Re: [PATCH net-next 2/2] skbuff: keep track of pp page when __skb_frag_ref() is called

From: Yunsheng Lin <linyunsheng@huawei.com>
To: Alexander Duyck <alexander.duyck@gmail.com>
Cc: David Miller <davem@davemloft.net>,
	Jakub Kicinski <kuba@kernel.org>, Netdev <netdev@vger.kernel.org>,
	LKML <linux-kernel@vger.kernel.org>, <linuxarm@openeuler.org>,
	<hawk@kernel.org>, Ilias Apalodimas <ilias.apalodimas@linaro.org>,
	Jonathan Lemon <jonathan.lemon@gmail.com>,
	Alexander Lobakin <alobakin@pm.me>,
	Willem de Bruijn <willemb@google.com>,
	Cong Wang <cong.wang@bytedance.com>,
	Paolo Abeni <pabeni@redhat.com>, "Kevin Hao" <haokexin@gmail.com>,
	<nogikh@google.com>, Marco Elver <elver@google.com>,
	<memxor@gmail.com>, Eric Dumazet <edumazet@google.com>,
	David Ahern <dsahern@gmail.com>
Subject: Re: [PATCH net-next 2/2] skbuff: keep track of pp page when __skb_frag_ref() is called
Date: Tue, 31 Aug 2021 15:20:20 +0800	[thread overview]
Message-ID: <9cf28179-0cd5-a8c5-2bfd-bd844315ad1a@huawei.com> (raw)
In-Reply-To: <CAKgT0UfmcB93Hn1AS_o2a_h98xxZMouTiGzJfG09qsWf+O6L1Q@mail.gmail.com>

On 2021/8/30 23:14, Alexander Duyck wrote:
> On Sun, Aug 29, 2021 at 6:19 PM Yunsheng Lin <linyunsheng@huawei.com> wrote:
>>
>> As the skb->pp_recycle and page->pp_magic may not be enough
>> to track if a frag page is from page pool after the calling
>> of __skb_frag_ref(), mostly because of a data race, see:
>> commit 2cc3aeb5eccc ("skbuff: Fix a potential race while
>> recycling page_pool packets").
>>
>> There may be clone and expand head case that might lose the
>> track if a frag page is from page pool or not.
>>
>> So increment the frag count when __skb_frag_ref() is called,
>> and only use page->pp_magic to indicate if a frag page is from
>> page pool, to avoid the above data race.
>>
>> For 32 bit systems with 64 bit dma, we preserve the orginial
>> behavior as frag count is used to trace how many time does a
>> frag page is called with __skb_frag_ref().
>>
>> Signed-off-by: Yunsheng Lin <linyunsheng@huawei.com>
> 
> Is this really a common enough case to justify adding this extra overhead?

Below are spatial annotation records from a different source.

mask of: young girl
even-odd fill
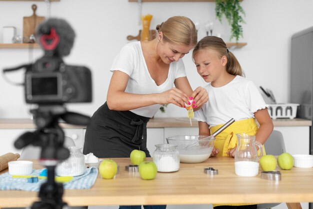
[[[214,36],[203,38],[194,48],[192,58],[198,73],[209,83],[205,87],[208,101],[194,113],[199,134],[210,135],[231,118],[236,120],[217,136],[211,156],[234,157],[236,133],[255,135],[256,140],[264,144],[273,130],[268,105],[255,85],[242,77],[239,63],[223,40]],[[214,209],[256,207],[256,204],[213,206]]]

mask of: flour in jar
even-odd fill
[[[164,156],[154,160],[159,172],[174,172],[180,169],[180,160],[171,156]]]

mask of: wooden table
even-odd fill
[[[66,190],[64,200],[72,206],[313,202],[313,168],[278,168],[282,180],[276,182],[260,178],[260,174],[237,176],[234,158],[212,157],[202,163],[180,163],[178,172],[158,173],[154,179],[144,180],[124,170],[129,158],[112,159],[120,166],[116,178],[99,175],[90,189]],[[34,168],[41,167],[34,162]],[[218,169],[218,174],[204,174],[208,167]],[[28,206],[38,200],[36,196],[35,192],[0,190],[0,208]],[[300,208],[300,203],[288,205]]]

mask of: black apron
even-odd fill
[[[106,102],[94,114],[87,126],[84,154],[130,157],[132,151],[140,149],[150,157],[146,148],[146,123],[150,119],[129,111],[110,110]]]

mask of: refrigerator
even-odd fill
[[[313,27],[292,37],[290,102],[298,103],[296,117],[313,122]],[[310,154],[313,154],[313,126],[310,127]],[[310,203],[310,209],[313,209]]]

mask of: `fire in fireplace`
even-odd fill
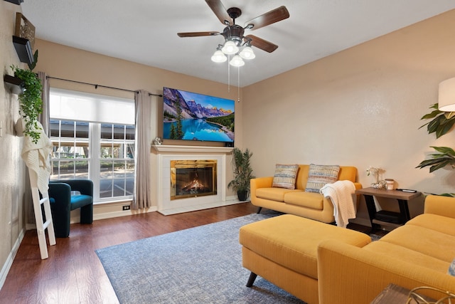
[[[216,195],[216,159],[171,161],[171,199]]]

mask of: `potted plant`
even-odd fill
[[[455,124],[455,112],[443,112],[438,110],[438,103],[430,107],[434,109],[430,113],[424,115],[421,120],[432,119],[432,120],[420,127],[427,125],[428,134],[435,133],[436,138],[446,134]],[[429,158],[423,160],[416,168],[422,169],[429,167],[429,172],[433,172],[446,166],[451,166],[455,169],[455,151],[449,147],[432,146],[437,153],[429,154]],[[455,196],[453,193],[444,193],[440,194],[446,196]]]
[[[38,125],[38,117],[43,112],[43,85],[38,75],[31,70],[24,70],[15,65],[11,68],[14,76],[23,83],[23,91],[18,95],[22,120],[18,122],[18,127],[22,127],[22,132],[25,136],[30,137],[36,143],[40,139],[41,128]]]
[[[250,192],[250,179],[255,177],[252,175],[250,160],[253,154],[248,149],[242,152],[235,147],[232,150],[232,165],[234,167],[234,179],[228,184],[228,188],[237,192],[240,201],[246,201]]]

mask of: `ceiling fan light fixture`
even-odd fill
[[[221,51],[226,55],[232,55],[239,51],[239,48],[234,41],[228,40],[223,46]]]
[[[255,57],[256,57],[256,55],[255,55],[255,52],[253,52],[253,49],[251,48],[251,46],[247,46],[245,48],[243,48],[243,50],[242,50],[242,51],[239,53],[239,55],[243,59],[247,59],[247,60],[254,59]]]
[[[226,56],[220,50],[216,50],[216,51],[212,56],[212,61],[216,63],[222,63],[225,62],[228,60]]]
[[[242,57],[240,57],[238,55],[235,55],[234,57],[232,57],[232,58],[230,60],[229,63],[232,66],[237,66],[237,67],[245,65],[245,61],[243,61],[243,59],[242,59]]]

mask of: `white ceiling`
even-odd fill
[[[222,0],[242,11],[240,25],[282,5],[290,17],[257,31],[279,46],[240,68],[246,86],[398,28],[455,9],[454,0]],[[220,83],[228,64],[210,56],[222,36],[179,38],[178,32],[223,31],[203,0],[25,0],[24,16],[41,39]],[[108,73],[108,71],[106,71]],[[237,68],[231,69],[237,84]],[[233,80],[232,80],[233,78]]]

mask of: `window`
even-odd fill
[[[97,202],[132,198],[134,100],[55,89],[50,97],[50,179],[90,179]]]

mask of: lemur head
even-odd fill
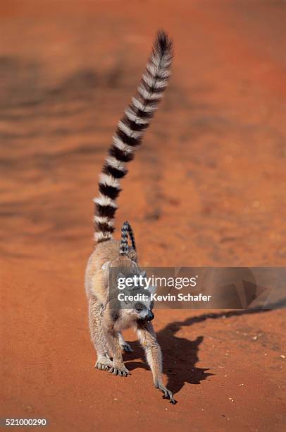
[[[118,300],[115,307],[119,307],[130,320],[151,321],[154,318],[151,294],[156,287],[147,289],[146,272],[127,255],[106,263],[102,270],[108,270],[109,298]]]

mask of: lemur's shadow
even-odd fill
[[[185,383],[189,384],[199,384],[208,376],[214,375],[207,372],[209,368],[197,368],[196,364],[199,361],[198,352],[199,345],[204,340],[202,336],[198,336],[194,340],[189,340],[185,337],[176,336],[176,333],[185,326],[192,325],[207,319],[218,319],[222,317],[240,316],[250,313],[259,313],[268,311],[268,309],[262,310],[240,310],[230,311],[229,312],[220,312],[216,313],[205,313],[198,316],[190,317],[184,321],[175,321],[168,324],[164,328],[157,332],[158,341],[163,354],[163,372],[168,376],[167,388],[174,394],[177,393],[184,386]],[[132,353],[124,354],[123,359],[130,371],[142,368],[149,369],[146,364],[142,349],[137,342],[130,342],[133,349]],[[141,361],[134,361],[137,359],[142,359]]]

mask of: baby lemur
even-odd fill
[[[120,330],[132,327],[145,350],[155,387],[163,392],[164,397],[175,403],[172,392],[162,382],[161,351],[150,322],[154,317],[152,304],[148,301],[132,302],[131,307],[124,308],[118,301],[111,301],[108,295],[110,269],[119,269],[125,277],[142,274],[138,266],[135,241],[129,223],[123,224],[120,241],[112,238],[117,209],[116,199],[120,191],[120,180],[128,172],[125,164],[133,159],[143,133],[167,87],[172,57],[172,42],[164,32],[159,32],[136,95],[118,124],[99,176],[99,196],[94,200],[97,244],[87,263],[85,287],[91,337],[97,353],[96,368],[120,376],[129,374],[123,361],[121,350],[131,349]],[[131,246],[128,246],[128,236]]]

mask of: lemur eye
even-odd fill
[[[142,305],[142,303],[137,303],[135,304],[135,309],[136,311],[143,311],[144,309],[144,306]]]

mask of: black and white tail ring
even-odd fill
[[[97,242],[112,239],[114,215],[117,210],[116,200],[120,192],[120,180],[127,174],[125,164],[133,159],[135,151],[141,143],[144,131],[148,127],[168,85],[172,59],[171,41],[164,32],[158,32],[146,71],[135,96],[118,124],[112,145],[99,176],[99,193],[94,200],[95,239]]]

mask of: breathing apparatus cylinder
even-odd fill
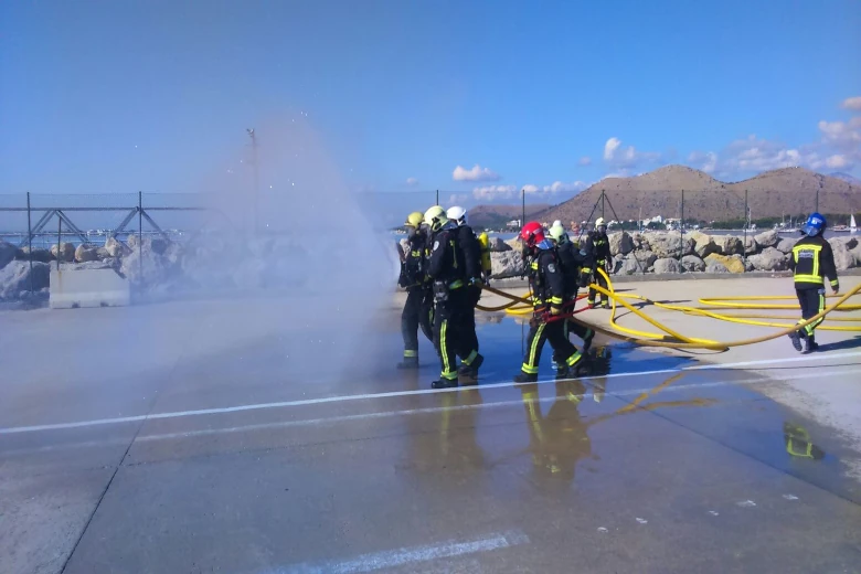
[[[481,244],[481,270],[486,275],[490,275],[492,265],[490,264],[490,238],[487,236],[487,232],[481,232],[478,236],[478,243]]]

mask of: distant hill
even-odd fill
[[[832,178],[837,178],[839,180],[843,180],[847,183],[852,183],[854,185],[861,185],[861,180],[855,178],[854,176],[850,176],[849,173],[843,173],[842,171],[835,171],[831,173]]]
[[[656,215],[679,217],[684,190],[684,217],[711,221],[744,219],[745,190],[752,219],[808,214],[819,190],[822,213],[861,212],[861,184],[822,176],[802,168],[766,171],[744,181],[729,183],[683,166],[667,166],[634,178],[607,178],[574,198],[536,213],[541,221],[585,221],[606,192],[604,216],[621,220]],[[610,209],[610,206],[613,209]],[[598,205],[592,220],[600,215]]]
[[[549,209],[548,203],[527,205],[527,215]],[[468,211],[469,224],[475,227],[502,227],[511,220],[519,220],[521,215],[521,205],[476,205]]]

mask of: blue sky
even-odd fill
[[[861,177],[859,30],[858,0],[10,0],[0,192],[198,191],[272,117],[357,189]]]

I am not sure I understand what does extra overhead mean here.
But it seems this patch does not add any explicit overhead?
As the added page_pool_is_pp_page() checking in __skb_frag_ref() is
neutralized by avoiding the recycle checking in __skb_frag_unref(),
and the atomic operation is with either pp_frag_count or _refcount?

> 
>> ---
>>  include/linux/skbuff.h  | 13 ++++++++++++-
>>  include/net/page_pool.h | 17 +++++++++++++++++
>>  net/core/page_pool.c    | 12 ++----------
>>  3 files changed, 31 insertions(+), 11 deletions(-)
>>
>> diff --git a/include/linux/skbuff.h b/include/linux/skbuff.h
>> index 6bdb0db..8311482 100644
>> --- a/include/linux/skbuff.h
>> +++ b/include/linux/skbuff.h
>> @@ -3073,6 +3073,16 @@ static inline struct page *skb_frag_page(const skb_frag_t *frag)
>>   */
>>  static inline void __skb_frag_ref(skb_frag_t *frag)
>>  {
>> +       struct page *page = skb_frag_page(frag);
>> +
>> +#ifdef CONFIG_PAGE_POOL
>> +       if (!PAGE_POOL_DMA_USE_PP_FRAG_COUNT &&
>> +           page_pool_is_pp_page(page)) {
>> +               page_pool_atomic_inc_frag_count(page);
>> +               return;
>> +       }
>> +#endif
>> +
>>         get_page(skb_frag_page(frag));
>>  }
>>
> 
> This just seems like a bad idea in general. We are likely increasing
> the potential for issues with this patch instead of avoiding them. I

Yes, I am agreed that calling the __skb_frag_ref() without calling the
__skb_frag_unref() for the same page might be more likely to cause problem
for this patch. But we are already depending on the calling of
__skb_frag_unref() to free the pp page, making it more likely just enable
us to catch the bug more quickly?

Or is there other situation that I am not awared of, which might cause
issues?

> really feel it would be better for us to just give up on the page and
> kick it out of the page pool if we are cloning frames and multiple
> references are being taken on the pages.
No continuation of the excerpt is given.